It is now necessary, therefore, to ask why Tudor rebellions did not break out, at particular times and places, as well as why they did. The sequence of the rebellions between 1525 and 1549 is particularly instructive in this regard. In 1525, Henry VIII’s government needed a large sum of money in a hurry, to attack France during a spectacularly opportune moment when its king had just been captured by Charles V. It attempted to raise it by levying what was effectively a non-parliamentary tax from the kingdom, called the Amicable Grant, which saved the time needed to obtain a parliamentary one. This was, of course, of doubtful legality and came on the heels of heavy regular taxation, and East Anglia rose in rebellion against it. Henry sent nobles who knew the region best, the Dukes of Norfolk and Suffolk, to report on the situation, and they declared that the rebels were too numerous to crush and could not be persuaded to submit. As a result, the government scrapped both the plan for the Amicable Grant and the war that it was to fund, but saved its face by having the leaders of the revolt beg for royal mercy before they were pardoned for their actions. In view of this it is not surprising that the Pilgrimage of Grace, eleven years later, should have been similarly prepared to bargain, and that its leaders disbanded their armies when the king promised a series of measures to oblige their requests. What they did not realize was that religious policy was not as negotiable as fiscal, and that the king was far more deeply offended by their opposition. As a result, the most prominent were arrested after placing their trust in Henry, who used the excuse of further local unrest to declare that they had broken the terms of their pardon. The Henrician Reformation rolled forward; but on the other hand, a package of government measures was implemented to satisfy the rebels’ economic and political demands, and to safeguard explicitly the core aspects of traditional religion.
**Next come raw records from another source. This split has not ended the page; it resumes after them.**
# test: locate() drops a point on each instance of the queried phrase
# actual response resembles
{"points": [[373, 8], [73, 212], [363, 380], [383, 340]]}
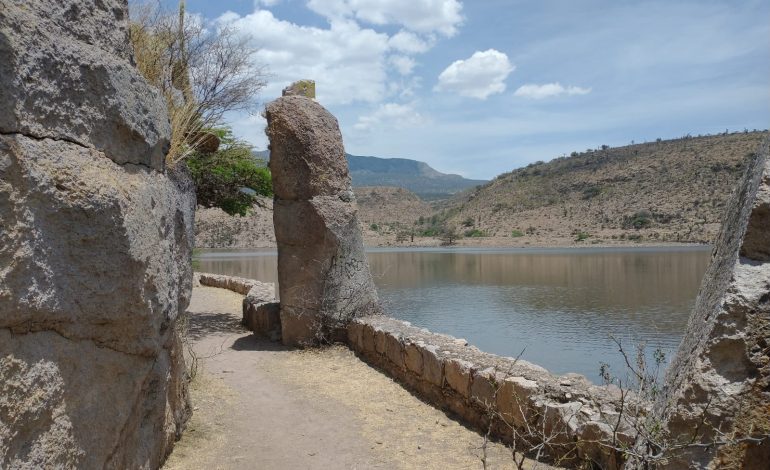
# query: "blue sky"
{"points": [[485, 86]]}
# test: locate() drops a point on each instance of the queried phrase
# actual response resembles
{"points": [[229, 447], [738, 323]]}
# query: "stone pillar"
{"points": [[323, 273], [718, 386], [95, 244]]}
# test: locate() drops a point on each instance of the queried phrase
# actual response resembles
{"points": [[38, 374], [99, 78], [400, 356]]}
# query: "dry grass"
{"points": [[682, 184]]}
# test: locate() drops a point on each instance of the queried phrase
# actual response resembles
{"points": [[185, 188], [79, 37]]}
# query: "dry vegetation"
{"points": [[671, 191], [667, 191]]}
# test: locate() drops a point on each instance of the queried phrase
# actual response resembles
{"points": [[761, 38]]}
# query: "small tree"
{"points": [[203, 72], [448, 236], [230, 178]]}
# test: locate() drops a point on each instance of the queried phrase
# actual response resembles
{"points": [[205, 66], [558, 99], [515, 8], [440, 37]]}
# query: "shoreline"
{"points": [[491, 248]]}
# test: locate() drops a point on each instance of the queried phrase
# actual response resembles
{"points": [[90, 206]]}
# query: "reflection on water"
{"points": [[558, 306]]}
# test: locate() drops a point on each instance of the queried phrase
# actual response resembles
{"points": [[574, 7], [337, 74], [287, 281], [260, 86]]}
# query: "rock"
{"points": [[67, 74], [720, 377], [95, 246], [323, 272], [304, 88]]}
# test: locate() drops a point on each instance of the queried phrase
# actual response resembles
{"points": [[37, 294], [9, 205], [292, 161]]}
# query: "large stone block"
{"points": [[720, 377], [323, 272], [432, 366], [458, 373], [514, 400], [413, 358], [95, 245], [67, 74], [394, 350]]}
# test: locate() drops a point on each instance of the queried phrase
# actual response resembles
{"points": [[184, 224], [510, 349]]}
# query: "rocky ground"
{"points": [[260, 405]]}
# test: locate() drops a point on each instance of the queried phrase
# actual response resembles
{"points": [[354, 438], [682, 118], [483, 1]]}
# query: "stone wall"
{"points": [[516, 401], [95, 244], [716, 409], [261, 312]]}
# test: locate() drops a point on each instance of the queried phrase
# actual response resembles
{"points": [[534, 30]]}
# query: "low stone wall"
{"points": [[515, 401], [261, 313], [518, 402]]}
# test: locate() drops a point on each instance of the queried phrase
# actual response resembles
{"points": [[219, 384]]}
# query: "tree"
{"points": [[448, 235], [230, 178], [203, 72]]}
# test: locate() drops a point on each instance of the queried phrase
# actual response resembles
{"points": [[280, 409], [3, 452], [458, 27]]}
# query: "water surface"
{"points": [[558, 306]]}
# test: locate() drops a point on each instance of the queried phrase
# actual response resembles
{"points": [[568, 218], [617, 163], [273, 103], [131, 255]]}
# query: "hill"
{"points": [[416, 176], [665, 191], [413, 175], [383, 212]]}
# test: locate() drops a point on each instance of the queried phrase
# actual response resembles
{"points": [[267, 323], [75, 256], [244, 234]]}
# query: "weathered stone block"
{"points": [[356, 336], [514, 400], [484, 387], [413, 358], [720, 376], [322, 266], [268, 320], [432, 365], [298, 328], [380, 340], [458, 375], [394, 350], [304, 88], [368, 339]]}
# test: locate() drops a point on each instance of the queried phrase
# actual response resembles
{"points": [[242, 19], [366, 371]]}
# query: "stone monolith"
{"points": [[95, 245], [716, 409], [323, 273]]}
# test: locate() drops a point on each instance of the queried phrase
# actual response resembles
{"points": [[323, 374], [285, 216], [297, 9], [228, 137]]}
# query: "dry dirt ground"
{"points": [[258, 405]]}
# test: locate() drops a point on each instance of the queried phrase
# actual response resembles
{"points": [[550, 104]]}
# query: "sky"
{"points": [[480, 87]]}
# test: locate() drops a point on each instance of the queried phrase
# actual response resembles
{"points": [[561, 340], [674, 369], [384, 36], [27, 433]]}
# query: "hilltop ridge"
{"points": [[416, 176], [663, 191]]}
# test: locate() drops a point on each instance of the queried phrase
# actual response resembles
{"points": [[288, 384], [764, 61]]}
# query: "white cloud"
{"points": [[548, 90], [403, 64], [423, 16], [410, 43], [392, 115], [347, 62], [481, 75]]}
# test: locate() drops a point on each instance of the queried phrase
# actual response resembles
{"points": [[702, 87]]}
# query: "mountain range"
{"points": [[416, 176]]}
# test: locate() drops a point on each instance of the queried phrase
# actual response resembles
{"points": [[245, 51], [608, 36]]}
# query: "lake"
{"points": [[558, 306]]}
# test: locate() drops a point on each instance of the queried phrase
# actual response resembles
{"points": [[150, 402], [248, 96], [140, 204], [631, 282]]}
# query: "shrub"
{"points": [[638, 220], [475, 233], [581, 236], [591, 192], [230, 178]]}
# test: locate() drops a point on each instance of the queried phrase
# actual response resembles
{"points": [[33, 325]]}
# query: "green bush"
{"points": [[639, 220], [591, 192], [230, 178], [581, 236], [475, 233]]}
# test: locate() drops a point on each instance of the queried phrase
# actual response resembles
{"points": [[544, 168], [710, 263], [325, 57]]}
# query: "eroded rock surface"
{"points": [[67, 74], [323, 273], [95, 245], [719, 383]]}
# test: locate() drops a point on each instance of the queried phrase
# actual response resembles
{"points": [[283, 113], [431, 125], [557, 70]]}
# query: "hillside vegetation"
{"points": [[665, 191], [418, 177]]}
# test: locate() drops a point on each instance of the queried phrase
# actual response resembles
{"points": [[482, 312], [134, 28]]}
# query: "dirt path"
{"points": [[259, 405]]}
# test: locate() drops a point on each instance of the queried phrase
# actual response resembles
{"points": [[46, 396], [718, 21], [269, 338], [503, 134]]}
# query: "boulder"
{"points": [[95, 246], [718, 386], [323, 273]]}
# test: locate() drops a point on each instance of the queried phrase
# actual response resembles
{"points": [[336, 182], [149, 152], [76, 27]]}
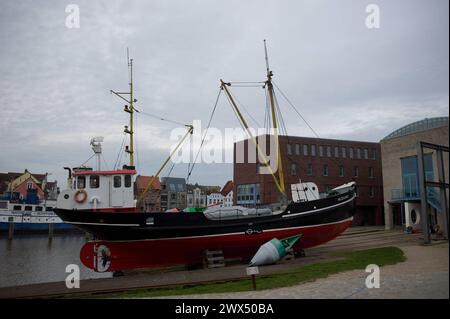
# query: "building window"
{"points": [[117, 181], [341, 171], [305, 149], [370, 172], [248, 194], [371, 192], [366, 153], [127, 181], [374, 153], [325, 170], [293, 169], [313, 150], [81, 182], [410, 179], [94, 181], [309, 170]]}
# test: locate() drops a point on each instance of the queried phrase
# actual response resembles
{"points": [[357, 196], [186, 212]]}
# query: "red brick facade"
{"points": [[298, 165]]}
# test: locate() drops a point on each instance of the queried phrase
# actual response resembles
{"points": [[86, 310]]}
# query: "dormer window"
{"points": [[127, 181], [94, 181], [81, 181]]}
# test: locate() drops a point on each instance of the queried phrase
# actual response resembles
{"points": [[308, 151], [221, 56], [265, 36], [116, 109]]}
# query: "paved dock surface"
{"points": [[353, 239], [424, 275]]}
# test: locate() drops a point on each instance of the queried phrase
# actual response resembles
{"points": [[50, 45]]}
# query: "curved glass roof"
{"points": [[419, 126]]}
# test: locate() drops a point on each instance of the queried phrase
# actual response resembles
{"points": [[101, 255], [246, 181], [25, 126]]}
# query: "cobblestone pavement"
{"points": [[425, 274]]}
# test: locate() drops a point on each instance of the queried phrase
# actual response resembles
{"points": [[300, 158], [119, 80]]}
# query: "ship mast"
{"points": [[274, 121], [129, 108]]}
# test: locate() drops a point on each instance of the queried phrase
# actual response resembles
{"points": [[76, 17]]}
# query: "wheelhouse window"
{"points": [[293, 169], [313, 150], [325, 170], [366, 153], [356, 171], [127, 181], [94, 181], [344, 152], [374, 153], [117, 182], [309, 170], [81, 182], [297, 149], [371, 172]]}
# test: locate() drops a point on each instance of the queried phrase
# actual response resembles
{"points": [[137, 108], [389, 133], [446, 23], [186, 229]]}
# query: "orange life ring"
{"points": [[77, 196]]}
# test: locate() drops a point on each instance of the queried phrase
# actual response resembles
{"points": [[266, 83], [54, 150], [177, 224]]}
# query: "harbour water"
{"points": [[29, 259]]}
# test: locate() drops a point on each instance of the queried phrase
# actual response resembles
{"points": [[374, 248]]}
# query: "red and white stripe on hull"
{"points": [[150, 253]]}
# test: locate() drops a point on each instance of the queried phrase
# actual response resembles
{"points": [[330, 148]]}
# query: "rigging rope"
{"points": [[119, 155], [159, 118], [204, 136], [295, 109]]}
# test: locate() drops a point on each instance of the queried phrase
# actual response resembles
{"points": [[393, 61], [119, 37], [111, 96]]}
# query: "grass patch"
{"points": [[349, 261]]}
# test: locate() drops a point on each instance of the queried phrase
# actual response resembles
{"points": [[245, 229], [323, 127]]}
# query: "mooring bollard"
{"points": [[50, 231], [11, 228], [253, 271]]}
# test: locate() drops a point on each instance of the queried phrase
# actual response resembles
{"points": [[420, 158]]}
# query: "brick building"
{"points": [[326, 162]]}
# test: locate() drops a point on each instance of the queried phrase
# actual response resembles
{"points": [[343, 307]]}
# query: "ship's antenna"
{"points": [[267, 58], [129, 109]]}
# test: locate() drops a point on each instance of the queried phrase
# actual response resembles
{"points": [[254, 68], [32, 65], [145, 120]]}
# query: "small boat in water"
{"points": [[103, 203], [30, 217]]}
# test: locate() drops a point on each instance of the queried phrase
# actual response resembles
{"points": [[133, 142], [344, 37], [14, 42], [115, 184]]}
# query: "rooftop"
{"points": [[419, 126]]}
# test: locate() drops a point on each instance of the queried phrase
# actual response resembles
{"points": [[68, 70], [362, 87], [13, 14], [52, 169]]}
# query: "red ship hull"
{"points": [[108, 256]]}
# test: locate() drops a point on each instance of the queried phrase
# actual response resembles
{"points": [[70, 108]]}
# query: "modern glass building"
{"points": [[401, 174]]}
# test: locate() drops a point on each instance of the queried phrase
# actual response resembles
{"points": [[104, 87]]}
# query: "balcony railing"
{"points": [[402, 195]]}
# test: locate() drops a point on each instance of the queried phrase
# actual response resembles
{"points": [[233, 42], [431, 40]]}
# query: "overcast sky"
{"points": [[348, 81]]}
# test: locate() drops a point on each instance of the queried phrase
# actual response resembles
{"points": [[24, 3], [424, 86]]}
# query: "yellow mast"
{"points": [[274, 121], [129, 108], [150, 183]]}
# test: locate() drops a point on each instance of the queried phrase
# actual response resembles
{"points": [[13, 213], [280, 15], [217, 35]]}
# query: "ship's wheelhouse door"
{"points": [[117, 191]]}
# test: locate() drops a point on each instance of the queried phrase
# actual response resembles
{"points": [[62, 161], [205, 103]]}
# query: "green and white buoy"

Formidable as the Pilgrimage was, it covered only the northern third of the nation, while the Midlands and the south remained quiet. Almost certainly this was because the king had his trusted magnates busy in these areas, pre-eminently the Dukes of Norfolk and Suffolk in East Anglia, and the Courtenay family, led by his second cousin the Marquis of Exeter, in the West Country. These and their clients would have acted to reassure local people that royal policy was both more limited and more benevolent in its nature than rumour was making it seem to be. Why, then, did the same mechanism fail in the north? In Lincolnshire, where the first revolt broke out, there was no resi
dent noble to do the work. In the northeast, the dominant local family, the Percies, was led by the current Earl of Northumberland. He was, however, incompetent and chronically ill, and the government had pushed him aside in favour of new men, and with him his younger brothers who, resenting this exclusion, were willing to join the Pilgrimage. In the north-west, the common people had unusually bitter economic grievances against the nobility, and were less disposed to listen to them, while in Yorkshire the local barons, Hussey and Darcy, belonged to the court faction which had supported Catherine of Aragon. They were now completely out of power and willing to gamble on joining the rebels as a way of forcing a passage back into it. After the suppression of the rebellion, the royal government installed a new regional council to run the North, on which local lay and clerical leaders joined forces to monitor and address popular concerns. The vacuum in Lincolnshire was ruthlessly filled when the king transplanted the Duke of Suffolk there from East Anglia, where he had a capable negotiator already in the form of the Duke of Norfolk.
Over ten years later, in 1549, another wave of sustained religious reformation was launched. In the south-eastern counties, where reformed religion had made the greatest impact, the rebels of that summer concentrated on economic problems, and seemed supportive of the religious reforms. Most of the North remained quiet, cowed by the executions in 1537 and also well managed by its Council. It was the West Country which rebelled now, in the name of traditional religion, because there circumstances had altered dramatically. In 1538 Henry had turned savagely against the Courtenays and destroyed their power, beheading the Marquis of Exeter. The key government man in the region in 1549 was a newcomer, Lord Russell, who did not command local respect and trust; and former retainers of the dead marquis were among the local leaders who led the people in arms. These western rebels seemed to have learned, furthermore, from the fate of the Pilgrims of Grace, and realized that their religious demands were not likely to be negotiable. Their statement of grievances, submitted to the royal government, was far more peremptory and forceful than those formulated by the Pilgrims. Instead of sitting still and talking, as the Pilgrims had done and the south-eastern rebels did, they laid siege to Exeter as a first step to clearing the road to London, and three pitched battles, which the government only won because of its superiority in cavalry and firepower, were needed to put the western rising down.